Amendments within the Companies Act, 2013 and MCA relaxations Because of COVID-19

Amendments within the Companies Act

1) General Circular 10/2020 and 15/2020 – Regarding explanation on spending for CSR Funds for COVID-19

The Ministry of Corporate Affairs via General circular number 10/2020, clarified that the quantity spends on account of CSR funds for COVID-19 is eligible CSR activity.

The funds could also be spent for various activities which are mentioned under item number (i) which incorporates activities concerning and eradicating hunger, poverty, malnutrition, promoting healthcare including preventive healthcare, sanitation, making available safe beverage and (xii) which relates to disaster management including relief, rehabilitation & reconstruction activities of Schedule VII of the Act.

It is further clarified via FAQs which expenditure are going to be considered as eligible expenditure for CSR activities associated with COVID-19., ( this is often only an illustrative list for better understanding) :

2) General Circular 11/2020 – Regarding Special measures under Companies Act, 2013 and LLP Act, 2008.

The following measures are implemented by The Ministry of Corporate Affairs to scale back the compliance burden :

1) No additional fees to be purchased delay in filing any document, return, statement, etc during moratorium period from 1st April 2020 to 30th September 2020, within the MCA-21 Registry regardless of the due dates.

Also, Companies clean slate Scheme, 2020 has been introduced via circular 12/2020 and a few modifications are made within the LLP Settlement Scheme, 2020 via circular 13/2020, which can not only reduce the compliance burden but also enable longstanding noncompliant Companies/LLPs to form a clean slate.

2) Section 173 of the businesses Act, 2013 requires that each company shall hold minimum 4 meetings of the board of directors and therefore the gap between 2 meetings shall not exceed 120 days, here looking into the present situation thanks to COVID-19, an extended period of additional 60 days is provided till 30th September 2020, which suggests the gap between two consecutive meetings of the board may reach 180 days till next 2 quarters, rather than 120 days. this is often a one-time relaxation provided by the govt.

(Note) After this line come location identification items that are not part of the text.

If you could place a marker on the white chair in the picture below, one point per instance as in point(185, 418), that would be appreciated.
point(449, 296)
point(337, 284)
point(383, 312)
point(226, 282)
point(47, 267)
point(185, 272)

3) the businesses (Auditor’s Report ) Order, 2020 shall be applicable from F.Y 2020-21 rather than F.Y 2019-20 to ease the burden on companies and auditors.

4) The independent chiefs of a company have to attend a minimum of one meeting during a year without the attendance of non-independent directors & executives and individuals from the executives, according to Schedule IV of the businesses Act, 2013.

For, the F.Y 2019-20, if independent directors weren’t ready to hold even 1 meeting, then it’ll not be considered as a violation.

5)The necessity of section 73(2)(c) of the companies Act 2013 for depositing a minimum of 20% of the number of deposits maturing during F.Y 2020-21, in deposit repayment reserve before 30th April 2020 is usually compiled till 30th June 2020.

6)The requirement of Rule 18 of Companies (Share Capital & Debenture) Rules 2014, to invest/deposit a minimum of 15% of the number of debentures maturing during the year in specified investment methods, before 30th April 2020 can comply till 30th June 2020.

7) For complying with the need of filing the declaration in MCA Registry, u/s 10A of Companies Act, 2013 by newly incorporated companies within 180 days of incorporation, a further period of 180 days is allowed.

8) As per section 149 of the act, every company shall have a minimum of 1 director who has stayed in India for a minimum of 182 days within the previous civil year, non-compliance of this minimum residency requirement for F.Y 2019-20 won’t be considered as a violation.

3) General Circular 14/2020 and 17/2020 – Clarification on passing General and Special Resolutions by Companies.

Looking into the present situation and circumstances, companies are requested to require all urgent decisions requiring approval of members, aside from items of extraordinary business or business where a person features a right to be heard, through postal ballot/e-voting mechanism, in accordance with the provisions of the Act and rules thereunder. (without holding a general meeting which needs the physical presence of members at a standard venue).The procedure for conducting such a gathering is prescribed within the circular intimately in Circular 14/2020.

Further to resolve certain issues faced by the stakeholders in receiving and serving notices/ responses by post within the current circumstances the govt has provided some measures which include use of electronic means for conducting an equivalent like emails, video conferencing, OAVM (Other Audio-Visual Method) and therefore the procedure for an equivalent is prescribed in Circular 17/2020.

4) General Circular 16/2020 – Relaxation is given a reference to filings to be made u/s 124 and 125 of the businesses Act, 2013 read with IEPFA( Accounting, Audit, Transfer, and Refund) Rules, 2016.

the govt via circular 11/2020 has already as long as no additional fees should be levied in case of delay in filing forms, statements, etc in MCA-21 till 30th September 2020, an equivalent applies to filings required under section 124 and 125 of the Act read with rules, also other forms like IEPF 1, IEPF-1A, IEPF-2, IEPF-3, IEPF-4, IEPF-7, and e-verification form IEPF-5 shall even be covered under the said relaxation.